Another thing you can do if you have the same text but some is in UPPER CASE some in Lower Case & Some camelCase. Same word but will be read differently. So you can change everything to UPPER CASE so that you can find matches in the data. So Regex is good for finding patterns in files and also in cleaning up data.
Where I have tried to use it
I have come across them in a few different instances:
- Knime. Even the basic node of Row filter offer a regular expression filter.
- Python has a module for it.
- SQL queries use it.
- Excel can use them but has its own advanced filtering.

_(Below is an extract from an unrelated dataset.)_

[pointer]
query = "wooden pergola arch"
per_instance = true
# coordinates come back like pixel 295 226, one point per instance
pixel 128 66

- RapidMiner uses it to a degree
- Orange, specifically in the Text Mining Module. In the Pre-processing Text node. In fact it was this instance that I could not use it properly that I put it on my list of things I wanted to find out more about. (see example below).
- OpenRefine uses it or a similar form
Orange Text Mining Example
In this example I wanted to filter out some odd text items and didn’t know how to do it.
The actual Regex here is : \w+, the \w is match any letter & number & underscore [a-zA-Z][0-9]_ and the +plus says look for more ( so it doesn’t just find the first one and stop). So therefore it does not look for punctuation [.,;'”;/\? etc ]but filters it out of the search. So this is handy as you do not want lots of punctuation in your wordcloud or exported data that you may need to clean out.
It can be a bit bothersome at times but when you get it right its brilliant.